Freddie Nicerio, CES Director, President and Sister Zarbock, Grant and Jeanette, Elder Martin and Sister Martin (Office), Elder and Sister Crisp (Chuuk CES),  Elder Jung, Area 70 and Area CES Director behind Sister McClellen (Mission Nurse), Elder and Sister Carter (Palau CES), Elder and Sister McCabe (Military Relations), Elder and Sister Chandler (Pohnpei CES), Elder and Sister Curtis (Kosrae CES), Elder and Sister Strother (Yap CES)

Sunday, July 6, 2014

Yap and Palau

We have had a busy two weeks visiting first Yap and then Palau to help members with their family history.  We flew out just before midnight on July 21 and arrived in Colonia, Yap early on the 29th. We spent most of the week meeting with members.  Below is a new member from the island of Satawal who has spent many years recording his family history.  He had been waiting since March for us to arrive and show him how to use the FamilySearch website.  He is wearing a long cloth wrapped around his waist and between his legs in the traditional way.   The Yapese are very proud of their traditions.

We met with the members at the Colonia Chapel by appointment. It has a computer dedicated to family history set up in the tiny library and a good internet connection.  We also worked in the chapel room on our laptops with wifi.  Some walked quite a distance to come and visit with us and everyone had an interesting story to tell.  Here is Grant with two little girls who came several days with their dad who was looking for information about his father.  We were able to help him.  


We visited one member family in their home.  They are long time members of the Church but have not yet done any family history.  We were able to interview them and put their information into FamilySearch.  They had some great stories.


When we were not meeting with members, we enjoyed looking around Colonia.  Here are two little boys playing on a boat in the lagoon near the chapel.


The homes and villages in Yap are connected by ancient and beautiful stone paths.


Yap is known for it stone money which is proudly displayed in public--kind of like yard art.  This unusually large collection is called a "stone money bank."


Monday night we presented a family history family home evening to the branch.  The Strothers, a CES couple from Hamilton, New Zealand (an our gracious hosts), led us in some singing.



On Wednesday evening, June 25, we met with the young men and women of the Colonia Branch and gave them each a My Family booklet.  They enjoyed filling out the page about themselves.
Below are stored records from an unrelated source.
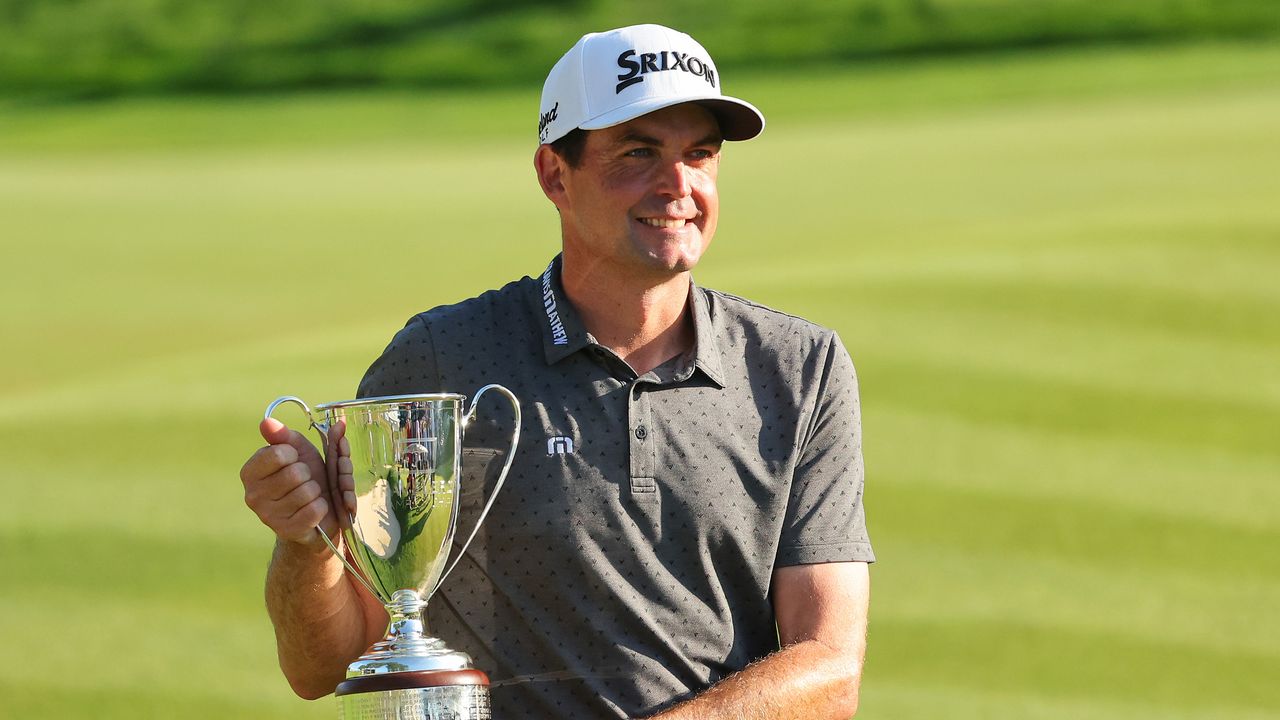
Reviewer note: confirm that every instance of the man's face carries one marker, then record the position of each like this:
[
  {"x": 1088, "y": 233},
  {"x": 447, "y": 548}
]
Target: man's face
[{"x": 644, "y": 195}]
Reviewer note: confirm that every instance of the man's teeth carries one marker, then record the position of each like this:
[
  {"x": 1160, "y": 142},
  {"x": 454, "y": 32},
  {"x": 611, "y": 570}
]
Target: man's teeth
[{"x": 663, "y": 222}]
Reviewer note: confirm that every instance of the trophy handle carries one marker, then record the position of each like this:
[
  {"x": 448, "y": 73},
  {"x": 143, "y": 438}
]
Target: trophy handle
[
  {"x": 323, "y": 429},
  {"x": 502, "y": 477}
]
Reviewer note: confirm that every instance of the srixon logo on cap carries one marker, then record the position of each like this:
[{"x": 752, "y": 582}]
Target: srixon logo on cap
[{"x": 645, "y": 63}]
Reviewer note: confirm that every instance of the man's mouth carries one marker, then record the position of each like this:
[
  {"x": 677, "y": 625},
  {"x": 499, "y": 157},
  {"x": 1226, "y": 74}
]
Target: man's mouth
[{"x": 670, "y": 223}]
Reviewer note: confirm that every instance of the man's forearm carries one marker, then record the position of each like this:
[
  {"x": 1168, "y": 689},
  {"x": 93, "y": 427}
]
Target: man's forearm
[
  {"x": 320, "y": 623},
  {"x": 807, "y": 680}
]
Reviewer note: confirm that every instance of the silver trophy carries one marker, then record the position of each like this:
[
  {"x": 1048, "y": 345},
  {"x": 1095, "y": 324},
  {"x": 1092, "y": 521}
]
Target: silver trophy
[{"x": 406, "y": 456}]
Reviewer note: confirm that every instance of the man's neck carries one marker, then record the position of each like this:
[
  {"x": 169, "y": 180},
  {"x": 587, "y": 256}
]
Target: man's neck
[{"x": 644, "y": 320}]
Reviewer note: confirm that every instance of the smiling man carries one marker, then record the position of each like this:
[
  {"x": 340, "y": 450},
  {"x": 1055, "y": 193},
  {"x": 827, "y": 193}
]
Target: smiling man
[{"x": 682, "y": 533}]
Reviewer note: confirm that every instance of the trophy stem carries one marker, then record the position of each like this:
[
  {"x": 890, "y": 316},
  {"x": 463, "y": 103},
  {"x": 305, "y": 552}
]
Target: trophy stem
[
  {"x": 406, "y": 618},
  {"x": 407, "y": 646}
]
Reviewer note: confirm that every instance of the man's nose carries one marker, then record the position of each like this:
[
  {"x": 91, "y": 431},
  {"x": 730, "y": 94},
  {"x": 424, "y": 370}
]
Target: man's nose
[{"x": 673, "y": 181}]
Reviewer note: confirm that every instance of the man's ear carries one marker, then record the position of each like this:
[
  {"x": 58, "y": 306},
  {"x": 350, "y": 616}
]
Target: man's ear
[{"x": 551, "y": 173}]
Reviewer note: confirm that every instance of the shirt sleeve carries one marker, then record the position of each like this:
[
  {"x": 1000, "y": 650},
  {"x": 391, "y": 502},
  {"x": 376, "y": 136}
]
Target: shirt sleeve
[
  {"x": 407, "y": 365},
  {"x": 824, "y": 518}
]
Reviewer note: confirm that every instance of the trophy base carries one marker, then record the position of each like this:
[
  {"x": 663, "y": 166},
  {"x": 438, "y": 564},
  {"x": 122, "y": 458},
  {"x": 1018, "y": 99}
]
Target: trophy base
[{"x": 439, "y": 695}]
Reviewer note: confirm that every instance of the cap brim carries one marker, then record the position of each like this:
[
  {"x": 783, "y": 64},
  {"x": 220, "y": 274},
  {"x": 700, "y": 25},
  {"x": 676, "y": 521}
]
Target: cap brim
[{"x": 737, "y": 119}]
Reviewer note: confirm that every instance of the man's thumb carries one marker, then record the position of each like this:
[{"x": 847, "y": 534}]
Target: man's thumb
[{"x": 274, "y": 432}]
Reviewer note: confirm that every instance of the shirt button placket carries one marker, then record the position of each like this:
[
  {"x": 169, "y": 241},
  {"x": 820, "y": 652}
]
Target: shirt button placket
[{"x": 643, "y": 456}]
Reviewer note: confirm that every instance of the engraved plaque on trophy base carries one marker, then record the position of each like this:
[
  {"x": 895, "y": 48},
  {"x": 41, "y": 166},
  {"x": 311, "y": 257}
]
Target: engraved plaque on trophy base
[{"x": 440, "y": 695}]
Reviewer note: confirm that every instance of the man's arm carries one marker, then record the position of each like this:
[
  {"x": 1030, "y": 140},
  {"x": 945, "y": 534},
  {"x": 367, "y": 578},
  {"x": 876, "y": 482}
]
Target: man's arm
[{"x": 822, "y": 628}]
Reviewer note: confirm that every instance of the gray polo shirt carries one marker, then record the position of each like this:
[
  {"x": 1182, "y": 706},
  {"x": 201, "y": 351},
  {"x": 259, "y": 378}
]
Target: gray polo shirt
[{"x": 627, "y": 561}]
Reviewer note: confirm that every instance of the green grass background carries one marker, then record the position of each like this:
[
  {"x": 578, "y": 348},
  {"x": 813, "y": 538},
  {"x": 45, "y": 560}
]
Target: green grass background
[{"x": 1059, "y": 276}]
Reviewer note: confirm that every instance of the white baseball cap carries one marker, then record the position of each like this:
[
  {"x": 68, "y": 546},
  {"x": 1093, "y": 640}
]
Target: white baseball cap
[{"x": 608, "y": 78}]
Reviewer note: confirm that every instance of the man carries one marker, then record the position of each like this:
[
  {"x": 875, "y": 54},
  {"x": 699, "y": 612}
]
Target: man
[{"x": 681, "y": 534}]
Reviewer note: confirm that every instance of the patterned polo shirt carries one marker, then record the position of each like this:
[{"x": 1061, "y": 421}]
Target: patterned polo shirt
[{"x": 626, "y": 564}]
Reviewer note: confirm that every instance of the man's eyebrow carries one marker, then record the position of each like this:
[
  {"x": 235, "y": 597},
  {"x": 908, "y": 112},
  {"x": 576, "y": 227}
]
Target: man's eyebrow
[
  {"x": 713, "y": 139},
  {"x": 639, "y": 139}
]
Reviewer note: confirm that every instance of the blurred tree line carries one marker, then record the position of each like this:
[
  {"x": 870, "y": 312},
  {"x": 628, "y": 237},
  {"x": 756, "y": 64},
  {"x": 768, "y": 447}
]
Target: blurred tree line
[{"x": 100, "y": 48}]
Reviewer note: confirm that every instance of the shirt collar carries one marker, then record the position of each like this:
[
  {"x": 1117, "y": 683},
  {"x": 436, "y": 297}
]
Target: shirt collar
[
  {"x": 707, "y": 355},
  {"x": 563, "y": 332}
]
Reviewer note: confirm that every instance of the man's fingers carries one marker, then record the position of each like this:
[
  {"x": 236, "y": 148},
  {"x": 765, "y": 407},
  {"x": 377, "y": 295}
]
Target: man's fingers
[{"x": 268, "y": 461}]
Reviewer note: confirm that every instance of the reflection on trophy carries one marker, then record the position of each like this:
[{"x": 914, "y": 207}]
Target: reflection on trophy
[{"x": 406, "y": 458}]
One morning we drove to the north of the island to a nice beach (most of Yap is edged in mangroves).  

We saw several traditional boats at the beach too.  This one is in the process of being built.


This is the view from one of the missionary apartments.


On Friday we visited the members of the Thol Branch.  One of them is a very fine weaver of lavalavas and was kind enough to show us how she weaves them on her loom.


We flew to Palau late Saturday night. Our hosts there were Elder and Sister Carter from St. George.


We presented a fifth Sunday lesson on family history on Sunday at the Koror Branch.  Again we worked with members to help them record their genealogies. Here is an impressive group of Young Adults who are attending Palau Community College, the only school of higher learning in the nation.  These men are from Pohnpei, Palau, and the Marshall Islands.


This member has a matrilineal genealogy chart used to secure claims to land which passes through the women of Palau.  We were able to add some names to his already impressive tree on FamilySearch,


One evening we went with the Sisters to meet with a newly baptized family and had a great lesson on family history and temples.  We shared the My Family booklet with them.


On Wednesday evening we met with the Young Women of the Koror Branch and introduced the My Family booklet to them.  They are beautiful and faithful.  Here they are with their president.



On Thursday morning we visited the Palau National Museum and saw this amazing bai house, a traditional men's meeting house. 

  
Today the Republic of Palau is governed from this huge capitol complex on the island of Babeldaob.


We arrived back in Guam on Friday morning.  Our July 4th festivities were dampened by Typhoon Neoguri.  It passed northwest of us but we had plenty of rain and wind.